Imagine you are assigned to extract sales insights from your data. Along with troves of corporate financials together with other market trends, you are also given access to hours of audio and video files of actual sales representatives speaking with customers. How do you process this in Spark?
Or, consider another scenario where you work for a marketplace and your job is to construct a consumer-facing product catalog. You have a database with hundreds of thousands of SKUs, stock levels, and item descriptions, while also hosting millions of product photo URLs provided by vendors. Some URLs are correct, others are broken, and there is no quality control for the photos whatsoever. Where do you start?
Normally, the go-to tool should be the “modern data stack” determined by a combination of data storage, data transformation, data ingestion tools, and various business intelligence tools.

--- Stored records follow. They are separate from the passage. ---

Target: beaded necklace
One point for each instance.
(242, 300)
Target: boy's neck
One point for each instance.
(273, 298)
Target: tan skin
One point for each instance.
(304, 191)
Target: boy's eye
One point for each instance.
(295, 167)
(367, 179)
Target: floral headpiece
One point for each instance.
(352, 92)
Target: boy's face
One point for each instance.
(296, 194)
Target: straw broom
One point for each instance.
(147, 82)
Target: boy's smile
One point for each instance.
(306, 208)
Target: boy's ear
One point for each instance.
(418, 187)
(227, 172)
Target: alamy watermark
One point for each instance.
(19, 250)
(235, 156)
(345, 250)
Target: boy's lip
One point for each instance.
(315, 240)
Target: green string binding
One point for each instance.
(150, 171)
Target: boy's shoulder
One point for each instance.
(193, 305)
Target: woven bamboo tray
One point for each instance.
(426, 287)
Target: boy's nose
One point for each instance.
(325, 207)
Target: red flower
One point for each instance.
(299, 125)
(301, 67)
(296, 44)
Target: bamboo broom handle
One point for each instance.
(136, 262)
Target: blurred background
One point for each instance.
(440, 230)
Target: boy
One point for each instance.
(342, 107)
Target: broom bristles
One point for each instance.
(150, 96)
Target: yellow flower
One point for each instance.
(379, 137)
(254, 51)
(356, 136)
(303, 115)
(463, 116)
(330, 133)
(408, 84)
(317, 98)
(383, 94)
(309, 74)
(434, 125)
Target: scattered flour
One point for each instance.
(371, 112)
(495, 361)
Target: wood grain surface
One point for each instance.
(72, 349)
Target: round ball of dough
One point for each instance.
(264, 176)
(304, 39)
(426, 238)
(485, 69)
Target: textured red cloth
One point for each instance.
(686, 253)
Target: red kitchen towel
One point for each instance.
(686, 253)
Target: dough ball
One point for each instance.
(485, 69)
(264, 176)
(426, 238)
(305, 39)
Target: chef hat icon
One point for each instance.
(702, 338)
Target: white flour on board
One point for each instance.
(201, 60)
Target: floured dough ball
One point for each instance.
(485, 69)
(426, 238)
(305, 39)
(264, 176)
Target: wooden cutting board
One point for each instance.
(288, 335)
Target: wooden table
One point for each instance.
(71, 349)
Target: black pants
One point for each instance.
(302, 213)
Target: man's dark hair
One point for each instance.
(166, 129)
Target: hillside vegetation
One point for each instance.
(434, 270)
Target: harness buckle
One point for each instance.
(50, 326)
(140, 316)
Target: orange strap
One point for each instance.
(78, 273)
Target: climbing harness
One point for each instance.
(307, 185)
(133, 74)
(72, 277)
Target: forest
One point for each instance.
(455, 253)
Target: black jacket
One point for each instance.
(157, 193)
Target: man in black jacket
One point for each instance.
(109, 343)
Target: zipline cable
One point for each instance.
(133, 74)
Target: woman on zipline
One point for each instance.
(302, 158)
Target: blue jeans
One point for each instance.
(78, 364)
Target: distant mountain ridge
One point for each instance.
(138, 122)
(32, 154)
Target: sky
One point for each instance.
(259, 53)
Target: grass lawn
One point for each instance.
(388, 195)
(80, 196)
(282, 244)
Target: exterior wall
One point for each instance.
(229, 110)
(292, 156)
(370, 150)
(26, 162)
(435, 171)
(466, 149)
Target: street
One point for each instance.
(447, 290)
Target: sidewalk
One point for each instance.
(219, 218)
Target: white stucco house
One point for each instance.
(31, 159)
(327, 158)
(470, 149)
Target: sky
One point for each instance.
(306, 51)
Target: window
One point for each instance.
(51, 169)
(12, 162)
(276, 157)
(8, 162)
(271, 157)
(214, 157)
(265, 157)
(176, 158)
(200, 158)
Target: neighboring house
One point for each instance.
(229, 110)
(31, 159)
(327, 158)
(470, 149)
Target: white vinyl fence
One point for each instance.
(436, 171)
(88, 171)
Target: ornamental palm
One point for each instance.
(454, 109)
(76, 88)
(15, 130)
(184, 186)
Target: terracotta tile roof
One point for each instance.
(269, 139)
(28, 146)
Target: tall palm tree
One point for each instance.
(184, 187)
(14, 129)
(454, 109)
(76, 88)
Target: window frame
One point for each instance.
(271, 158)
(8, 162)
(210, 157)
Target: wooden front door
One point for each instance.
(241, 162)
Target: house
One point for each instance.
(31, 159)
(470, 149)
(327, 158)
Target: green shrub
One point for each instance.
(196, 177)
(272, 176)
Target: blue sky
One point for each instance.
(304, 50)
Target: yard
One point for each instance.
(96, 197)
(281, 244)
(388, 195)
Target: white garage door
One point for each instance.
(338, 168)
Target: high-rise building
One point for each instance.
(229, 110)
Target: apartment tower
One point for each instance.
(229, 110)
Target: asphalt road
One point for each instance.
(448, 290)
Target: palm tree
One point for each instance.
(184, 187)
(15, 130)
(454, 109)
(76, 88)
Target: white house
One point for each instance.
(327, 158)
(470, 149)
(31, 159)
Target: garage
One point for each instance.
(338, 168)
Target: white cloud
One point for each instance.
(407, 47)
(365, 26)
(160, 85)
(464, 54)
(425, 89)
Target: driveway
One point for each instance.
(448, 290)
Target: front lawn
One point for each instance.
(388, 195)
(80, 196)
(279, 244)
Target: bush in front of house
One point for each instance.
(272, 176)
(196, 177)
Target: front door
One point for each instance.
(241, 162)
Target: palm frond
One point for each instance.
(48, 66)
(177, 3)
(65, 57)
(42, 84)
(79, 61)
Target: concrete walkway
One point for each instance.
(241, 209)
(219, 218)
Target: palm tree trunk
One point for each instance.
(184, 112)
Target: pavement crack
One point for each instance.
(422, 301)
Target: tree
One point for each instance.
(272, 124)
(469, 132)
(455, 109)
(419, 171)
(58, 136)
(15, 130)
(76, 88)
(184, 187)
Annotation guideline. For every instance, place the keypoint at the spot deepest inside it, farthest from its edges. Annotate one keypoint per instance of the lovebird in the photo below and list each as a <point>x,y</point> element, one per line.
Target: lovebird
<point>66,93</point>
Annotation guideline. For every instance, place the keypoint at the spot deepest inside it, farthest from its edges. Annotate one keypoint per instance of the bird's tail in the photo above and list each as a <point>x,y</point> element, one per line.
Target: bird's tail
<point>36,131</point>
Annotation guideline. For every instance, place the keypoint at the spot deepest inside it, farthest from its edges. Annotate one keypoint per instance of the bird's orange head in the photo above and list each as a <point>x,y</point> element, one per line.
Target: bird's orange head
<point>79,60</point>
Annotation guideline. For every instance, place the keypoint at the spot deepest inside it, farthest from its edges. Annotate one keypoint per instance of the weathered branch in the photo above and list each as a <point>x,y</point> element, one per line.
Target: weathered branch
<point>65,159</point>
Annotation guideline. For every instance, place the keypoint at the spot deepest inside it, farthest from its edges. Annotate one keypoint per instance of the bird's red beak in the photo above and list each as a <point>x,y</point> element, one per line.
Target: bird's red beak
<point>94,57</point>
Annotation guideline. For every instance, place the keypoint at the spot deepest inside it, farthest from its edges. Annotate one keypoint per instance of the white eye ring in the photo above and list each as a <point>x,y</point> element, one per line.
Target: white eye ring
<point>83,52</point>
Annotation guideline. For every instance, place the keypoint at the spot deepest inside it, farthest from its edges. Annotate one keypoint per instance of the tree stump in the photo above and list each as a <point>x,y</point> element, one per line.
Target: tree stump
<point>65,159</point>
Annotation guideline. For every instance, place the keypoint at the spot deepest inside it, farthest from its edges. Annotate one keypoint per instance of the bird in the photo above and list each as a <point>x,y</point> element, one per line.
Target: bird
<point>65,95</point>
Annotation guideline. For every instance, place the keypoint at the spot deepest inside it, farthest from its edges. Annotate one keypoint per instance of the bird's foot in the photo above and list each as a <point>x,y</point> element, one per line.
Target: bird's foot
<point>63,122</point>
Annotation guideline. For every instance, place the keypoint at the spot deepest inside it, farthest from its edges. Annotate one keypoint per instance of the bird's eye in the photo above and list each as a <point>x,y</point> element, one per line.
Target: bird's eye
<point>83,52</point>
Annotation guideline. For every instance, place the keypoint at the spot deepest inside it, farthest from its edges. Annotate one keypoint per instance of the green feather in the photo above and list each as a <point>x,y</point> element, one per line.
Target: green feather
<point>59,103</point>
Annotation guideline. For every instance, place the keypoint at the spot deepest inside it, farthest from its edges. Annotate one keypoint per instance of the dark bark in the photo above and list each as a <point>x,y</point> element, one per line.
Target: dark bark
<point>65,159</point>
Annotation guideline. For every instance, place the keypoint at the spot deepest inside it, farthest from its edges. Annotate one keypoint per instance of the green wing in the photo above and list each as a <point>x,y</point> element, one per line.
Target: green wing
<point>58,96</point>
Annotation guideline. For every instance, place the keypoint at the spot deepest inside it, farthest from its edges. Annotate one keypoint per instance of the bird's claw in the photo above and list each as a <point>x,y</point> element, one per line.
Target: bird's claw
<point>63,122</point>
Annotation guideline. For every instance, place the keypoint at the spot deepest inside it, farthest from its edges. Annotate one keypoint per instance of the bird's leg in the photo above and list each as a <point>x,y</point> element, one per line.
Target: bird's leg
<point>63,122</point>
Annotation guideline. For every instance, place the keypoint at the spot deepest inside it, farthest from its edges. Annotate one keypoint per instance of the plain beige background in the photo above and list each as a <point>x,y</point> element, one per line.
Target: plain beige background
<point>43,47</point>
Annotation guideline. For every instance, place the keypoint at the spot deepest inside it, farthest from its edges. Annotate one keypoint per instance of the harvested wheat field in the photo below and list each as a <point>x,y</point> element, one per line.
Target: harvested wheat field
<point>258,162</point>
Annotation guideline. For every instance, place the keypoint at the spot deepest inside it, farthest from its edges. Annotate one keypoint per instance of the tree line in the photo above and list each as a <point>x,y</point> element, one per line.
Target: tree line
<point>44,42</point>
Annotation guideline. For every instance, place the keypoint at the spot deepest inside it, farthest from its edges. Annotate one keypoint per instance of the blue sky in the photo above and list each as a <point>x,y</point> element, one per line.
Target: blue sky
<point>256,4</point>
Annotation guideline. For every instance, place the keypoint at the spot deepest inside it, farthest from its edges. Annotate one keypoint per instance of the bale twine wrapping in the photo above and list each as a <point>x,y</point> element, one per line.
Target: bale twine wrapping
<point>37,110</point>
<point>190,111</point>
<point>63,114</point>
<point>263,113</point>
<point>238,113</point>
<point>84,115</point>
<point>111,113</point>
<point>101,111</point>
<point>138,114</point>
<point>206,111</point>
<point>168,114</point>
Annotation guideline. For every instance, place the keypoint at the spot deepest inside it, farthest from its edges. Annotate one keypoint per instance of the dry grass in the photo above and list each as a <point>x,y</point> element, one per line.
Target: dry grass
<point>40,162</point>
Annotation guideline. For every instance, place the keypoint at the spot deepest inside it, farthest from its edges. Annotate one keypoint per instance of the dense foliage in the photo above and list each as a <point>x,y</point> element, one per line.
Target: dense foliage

Unfortunately, none of these things will be sufficient to complete the tasks outlined.
To understand why, let’s revisit data processing in the enterprise as it is today – of which the defining characteristic is that it is cloud-based. This was a major upgrade from the local processing mode of the pre-cloud era because we now enjoy infinite object storage, exponentially scalable compute, and a mind-boggling selection of modular data mart components. As it stands, the main features of the modern data stack include:
- Cloud-based SaaS with sharing, versioning, and data governance
- Scalable cloud warehouses
- Primarily SQL-based data transformations
- ML and AI insights through integration with ML platforms
At a first glance, this looks sufficient. However, the “modern” data stack is permanently split into two towers along the AI/ML demarcation line.
For example, on the side of the data warehouse, the language is SQL, but the lingua franca of ML is Python – good luck finding engineers who can excel at both. Likewise, data warehouses need CPU clusters, while ML models need GPU clusters. Finally, there’s the issue of handling unstructured data like conference call videos and product photos. While cramming these multimodal objects into the database tables is already questionable, tossing them over the fence to ML models is even more cumbersome.
This architecture still looks OK when the lion’s share of processing remains in SQL and AI plays a supporting role. When these roles become equal or shift toward AI, maintaining two separate data processing towers becomes untenable.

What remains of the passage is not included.